Physician and cell biologist Richard White has generated a transparent and stripeless strain of zebrafish to study how tumors develop the capacity to metastasize to new organs.
This image shows a zebrafish with a melanoma that has spread, or metastasized, throughout the body. The tumors are clearly visible because they produce a marker protein that gives off a green glow, and the fish, unlike ordinary zebrafish, is see-through.
Memorial Sloan Kettering physician and researcher Richard M. White generated this transparent and stripeless strain of zebrafish to allow researchers to visualize the growth and spread of tumors in a whole animal. He is using the fish, which he named Casper after the cartoon ghost, to study metastasis – the process whereby cancer cells escape from a primary tumor, enter the bloodstream, and take root in a new location to propagate additional tumor growth.
Although metastasis is responsible for the majority of cancer deaths, we know very little about how it happens or how to prevent it. “As an oncologist I found it incredible that survival rates from metastatic cancer are essentially unchanged since the 1960s,” says Dr. White. Frustrated by the slow rate of progress, he adopted an innovative approach to the problem of metastasis using zebrafish and evolutionary biology methods.
Zebrafish are emerging as a powerful tool in cancer research. The fish succumb to many of the same cancers as humans, including melanoma and blood cancers.
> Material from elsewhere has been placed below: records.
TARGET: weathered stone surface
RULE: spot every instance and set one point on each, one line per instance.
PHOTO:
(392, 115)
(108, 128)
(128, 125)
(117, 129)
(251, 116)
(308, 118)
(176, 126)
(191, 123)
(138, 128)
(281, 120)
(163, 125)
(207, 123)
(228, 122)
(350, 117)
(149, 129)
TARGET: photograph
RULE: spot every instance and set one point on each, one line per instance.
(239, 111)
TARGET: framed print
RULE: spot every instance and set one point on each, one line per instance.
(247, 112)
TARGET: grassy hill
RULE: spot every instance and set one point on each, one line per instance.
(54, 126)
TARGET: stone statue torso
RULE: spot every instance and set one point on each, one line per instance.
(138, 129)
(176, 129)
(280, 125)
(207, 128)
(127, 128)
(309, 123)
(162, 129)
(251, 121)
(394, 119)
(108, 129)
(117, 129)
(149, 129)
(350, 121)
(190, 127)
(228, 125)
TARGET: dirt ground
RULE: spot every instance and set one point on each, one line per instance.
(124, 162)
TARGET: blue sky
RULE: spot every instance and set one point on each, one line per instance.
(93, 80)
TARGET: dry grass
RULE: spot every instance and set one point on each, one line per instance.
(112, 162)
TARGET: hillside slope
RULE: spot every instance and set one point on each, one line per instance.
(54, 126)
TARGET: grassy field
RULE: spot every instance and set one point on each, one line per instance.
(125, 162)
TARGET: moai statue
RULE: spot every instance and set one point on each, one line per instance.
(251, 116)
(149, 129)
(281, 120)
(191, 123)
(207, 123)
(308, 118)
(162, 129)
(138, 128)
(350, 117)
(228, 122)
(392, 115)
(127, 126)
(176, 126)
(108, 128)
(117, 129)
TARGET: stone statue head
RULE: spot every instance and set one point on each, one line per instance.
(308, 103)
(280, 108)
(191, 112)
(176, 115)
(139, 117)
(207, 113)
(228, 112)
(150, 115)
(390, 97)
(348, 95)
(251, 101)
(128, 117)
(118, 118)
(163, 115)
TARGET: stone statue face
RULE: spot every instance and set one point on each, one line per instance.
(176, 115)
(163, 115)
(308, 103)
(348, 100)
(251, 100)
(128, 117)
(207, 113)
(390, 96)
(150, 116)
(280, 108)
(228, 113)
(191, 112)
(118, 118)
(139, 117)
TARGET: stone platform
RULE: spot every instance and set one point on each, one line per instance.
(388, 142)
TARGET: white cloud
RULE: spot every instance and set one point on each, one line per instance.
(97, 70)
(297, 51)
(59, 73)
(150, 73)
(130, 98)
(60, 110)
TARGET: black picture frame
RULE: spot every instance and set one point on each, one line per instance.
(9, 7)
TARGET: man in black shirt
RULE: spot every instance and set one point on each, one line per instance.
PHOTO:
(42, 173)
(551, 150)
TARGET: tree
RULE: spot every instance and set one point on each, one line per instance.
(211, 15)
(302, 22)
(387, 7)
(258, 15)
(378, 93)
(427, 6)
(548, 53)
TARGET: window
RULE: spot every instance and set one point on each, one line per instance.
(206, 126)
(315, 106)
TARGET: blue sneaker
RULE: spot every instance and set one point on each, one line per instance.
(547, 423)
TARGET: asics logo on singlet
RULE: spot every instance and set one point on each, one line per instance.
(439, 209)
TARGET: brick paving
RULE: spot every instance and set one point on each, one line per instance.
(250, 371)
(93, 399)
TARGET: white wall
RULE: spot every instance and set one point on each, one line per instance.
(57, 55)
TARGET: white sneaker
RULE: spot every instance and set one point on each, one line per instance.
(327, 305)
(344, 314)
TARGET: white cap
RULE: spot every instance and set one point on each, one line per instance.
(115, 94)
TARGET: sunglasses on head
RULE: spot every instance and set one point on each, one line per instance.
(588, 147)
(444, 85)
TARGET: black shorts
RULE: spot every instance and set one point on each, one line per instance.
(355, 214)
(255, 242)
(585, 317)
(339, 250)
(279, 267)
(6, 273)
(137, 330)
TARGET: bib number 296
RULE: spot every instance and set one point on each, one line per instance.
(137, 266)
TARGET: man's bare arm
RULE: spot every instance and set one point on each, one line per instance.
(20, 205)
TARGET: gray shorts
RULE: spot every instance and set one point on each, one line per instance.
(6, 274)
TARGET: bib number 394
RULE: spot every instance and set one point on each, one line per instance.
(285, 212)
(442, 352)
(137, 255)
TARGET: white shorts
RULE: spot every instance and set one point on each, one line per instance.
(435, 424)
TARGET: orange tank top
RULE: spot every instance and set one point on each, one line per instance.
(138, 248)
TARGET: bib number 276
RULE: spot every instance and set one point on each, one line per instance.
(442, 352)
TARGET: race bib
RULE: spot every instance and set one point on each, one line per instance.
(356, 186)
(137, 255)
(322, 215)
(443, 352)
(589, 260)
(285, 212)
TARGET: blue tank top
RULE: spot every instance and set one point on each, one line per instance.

They are also small, cheap, and highly amenable to genetic manipulation, making them an ideal model to systematically screen thousands of genes.
Casper provides the Memorial Sloan Kettering team with a rapid visual readout of metastasis and allows them to probe the complex interplay of genes at work in the tumor cells and in the noncancerous tissues they invade.Back to top
An Evolutionary Idea
Metastasis is a highly unpredictable process, and the genes involved are likely to differ from patient to patient. Dr. White’s ultimate goal is to identify the root causes of metastasis common to all patients.
“There may be a hundred different ways for a tumor to metastasize,” he explains. “Rather than looking at the multitude of individual genes responsible, we are asking, What are the underlying processes that drive the tumor cells to do this?”
Using Casper and other zebrafish models, his team is investigating how tumors evolve the capacity to metastasize. One theory is that stressful conditions within the tumor, such as low oxygen, trigger tumor cells to diversify their genes, allowing them to evolve new traits and exit the tumor.
Dr. White predicts that interfering with tumor evolution, for example by alleviating tumor cell stress, could provide radical new approaches to treat cancer that would not eliminate the tumor but would prevent metastasis.
In September 2013, he was awarded a $1.5 million National Institutes of Health Director’s New Innovator Award to pursue his evolutionary approach to metastasis. These prestigious awards are specifically designed to support innovative and high-risk research.